L'énergétisme, ou énergétique, est une théorie physique adossée à la philosophie selon laquelle toute réalité est énergie. Les processus physiques et mentaux y sont interprétés comme des échanges d'énergie.

Le travail en usine au début de l'ère industrielle (Adolph von Menzel, 1875). Dans une usine, la matière et l'énergie sont transformées l'une en l'autre.

Aperçu historique

C'est à William Rankine que l'on doit la première mention du terme « énergétique » (energetics) pour désigner une discipline scientifique à part entière fondée sur la thermodynamique. Dès 1855, dans un article intitulé « Outlines of the Science of Energetics », il propose de désigner sous ce terme une méthode unifiée adaptée aux diverses branches de la physique[1]. Rankine a en vue l'unification de la théorie mécanique de la chaleur et de la thermoélectricité développée par William Thomson, mais son article annonce déjà une compréhension philosophique de la nature de la réalité.

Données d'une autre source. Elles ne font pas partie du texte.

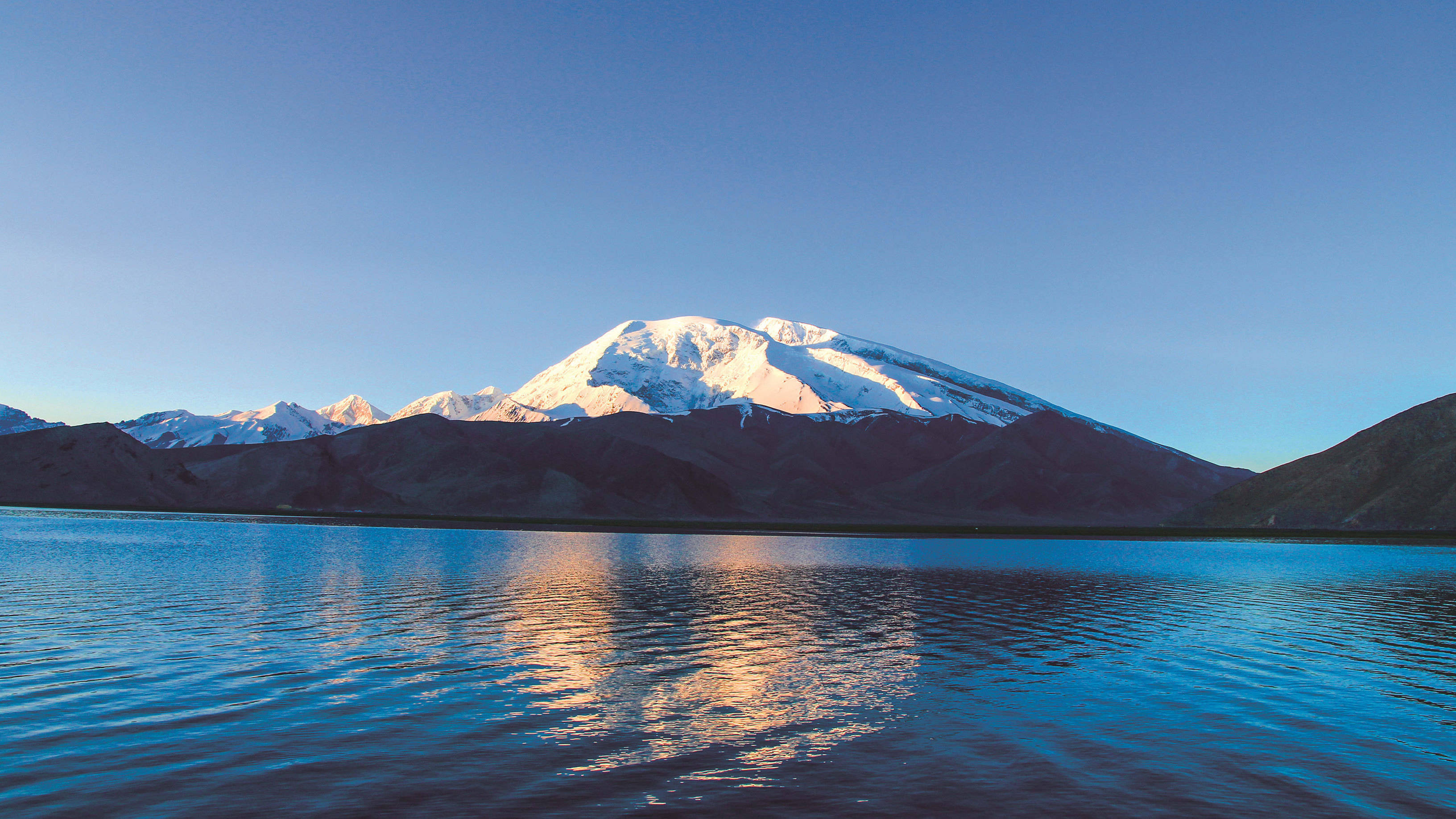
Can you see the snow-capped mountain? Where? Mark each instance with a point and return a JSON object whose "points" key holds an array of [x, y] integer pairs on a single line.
{"points": [[692, 362], [15, 420], [353, 411], [180, 427], [453, 405]]}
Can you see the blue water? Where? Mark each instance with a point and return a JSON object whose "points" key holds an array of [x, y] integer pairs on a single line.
{"points": [[191, 666]]}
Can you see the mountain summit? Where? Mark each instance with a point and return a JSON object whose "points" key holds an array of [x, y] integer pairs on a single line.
{"points": [[694, 364]]}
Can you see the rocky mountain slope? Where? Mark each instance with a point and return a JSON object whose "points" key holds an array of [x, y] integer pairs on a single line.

Le représentant historique de l'énergétisme dans le champ scientifique reste toutefois le chimiste allemand Wilhelm Ostwald, qui adopte cette théorie à partir de l'année 1890 dans une perspective philosophique strictement moniste. Sa conception énergétiste s’étend donc bien au-delà de la physique, et il propose même de repenser la psychologie alors en plein développement à partir de l'idée d'« énergie psychique »[2]. Ostwald se fixe pour programme de détrôner la matière comme composant fondamental du monde au profit de l'énergie.

Au début du XXe siècle, le physicien et historien des sciences Pierre Duhem développe l'aspect scientifique de l'énergétisme au moyen des outils de la mécanique des milieux continus. Dans son Traité d'énergétique publié en 1911, il précise que dans l'usage qu'il fait de ce terme, il désigne strictement une thermodynamique axiomatisée dont les seuls objets sont les lois générales de l'Univers[3].

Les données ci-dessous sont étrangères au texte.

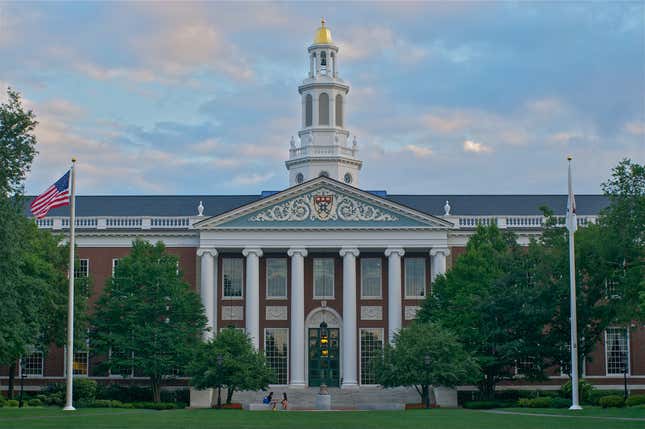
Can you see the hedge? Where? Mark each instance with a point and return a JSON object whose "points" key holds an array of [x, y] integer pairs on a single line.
{"points": [[612, 401], [486, 405], [635, 400]]}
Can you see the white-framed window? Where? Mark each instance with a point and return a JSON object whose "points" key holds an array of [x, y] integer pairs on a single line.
{"points": [[232, 269], [612, 288], [81, 363], [617, 351], [524, 365], [82, 269], [323, 278], [415, 277], [276, 278], [371, 269], [232, 327], [32, 363], [371, 346], [276, 350], [125, 370], [115, 262]]}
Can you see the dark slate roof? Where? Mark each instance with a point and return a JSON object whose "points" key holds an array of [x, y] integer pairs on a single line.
{"points": [[186, 205], [463, 205]]}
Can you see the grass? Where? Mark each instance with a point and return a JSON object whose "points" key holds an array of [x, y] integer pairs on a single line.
{"points": [[630, 412], [187, 419]]}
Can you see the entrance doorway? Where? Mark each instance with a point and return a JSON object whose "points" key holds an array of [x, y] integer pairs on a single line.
{"points": [[324, 356]]}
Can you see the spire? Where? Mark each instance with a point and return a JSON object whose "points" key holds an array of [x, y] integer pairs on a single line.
{"points": [[323, 35]]}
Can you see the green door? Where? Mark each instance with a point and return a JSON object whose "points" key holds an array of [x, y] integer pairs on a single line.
{"points": [[324, 356]]}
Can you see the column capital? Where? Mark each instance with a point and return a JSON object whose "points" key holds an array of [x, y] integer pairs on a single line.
{"points": [[349, 251], [297, 251], [439, 250], [252, 251], [394, 250], [206, 250]]}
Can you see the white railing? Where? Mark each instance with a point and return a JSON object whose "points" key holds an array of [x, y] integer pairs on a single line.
{"points": [[186, 222], [518, 222], [118, 222], [321, 150]]}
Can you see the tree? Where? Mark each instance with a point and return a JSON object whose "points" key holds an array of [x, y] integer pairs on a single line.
{"points": [[230, 361], [17, 143], [148, 320], [33, 265], [425, 355], [622, 252], [490, 299]]}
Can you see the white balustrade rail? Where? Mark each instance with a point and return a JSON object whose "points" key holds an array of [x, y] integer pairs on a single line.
{"points": [[186, 222], [321, 150], [119, 222]]}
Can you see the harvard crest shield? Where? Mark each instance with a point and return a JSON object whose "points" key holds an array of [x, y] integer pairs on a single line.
{"points": [[323, 206]]}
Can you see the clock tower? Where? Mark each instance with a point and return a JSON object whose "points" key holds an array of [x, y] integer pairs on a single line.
{"points": [[324, 146]]}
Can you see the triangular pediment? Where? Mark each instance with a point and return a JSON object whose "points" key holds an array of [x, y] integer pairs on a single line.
{"points": [[323, 203]]}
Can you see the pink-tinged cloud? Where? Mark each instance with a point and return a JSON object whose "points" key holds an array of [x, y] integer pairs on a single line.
{"points": [[475, 147]]}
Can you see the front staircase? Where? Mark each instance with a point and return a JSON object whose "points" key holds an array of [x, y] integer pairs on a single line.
{"points": [[365, 397]]}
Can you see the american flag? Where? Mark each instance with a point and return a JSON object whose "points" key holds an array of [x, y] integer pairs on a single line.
{"points": [[57, 195]]}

Aujourd'hui, le terme n'a plus la faveur des physiciens[4], mais certains développements de la physique moderne semblent néanmoins militer pour une réhabilitation de l'énergétisme comme méthode strictement scientifique. Ces développements sont l'équivalence de la masse et de l'énergie en relativité restreinte et l'aspect ondulatoire de la matière qui s'exprime dans les formules de De Broglie et sur laquelle s'appuie toute la mécanique ondulatoire de Schrödinger. En outre, l'axiomatisation complète de la physique, qui constitue l'objectif scientifique principal de l'énergétisme, n'a cessé d'être un objectif important en physique théorique.

Ostwald et l'énergétisme

Révélation

À partir d'une expérience quasi mystique qu'il a au printemps 1890, Ostwald épouse une vision du monde qu'il qualifiera lui-même d'« énergétisme ». Après un débat nocturne à caractère scientifique avec quelques amis au sujet de l'énergie, il part à l'aube au jardin zoologique et botanique de Leipzig et assiste au réveil d'une immense variété d'animaux et de plantes sous l'action du soleil. Lui vient alors la vision d'une dynamique globale de l'Univers, qu'il lui faudra penser en termes d'énergie[5].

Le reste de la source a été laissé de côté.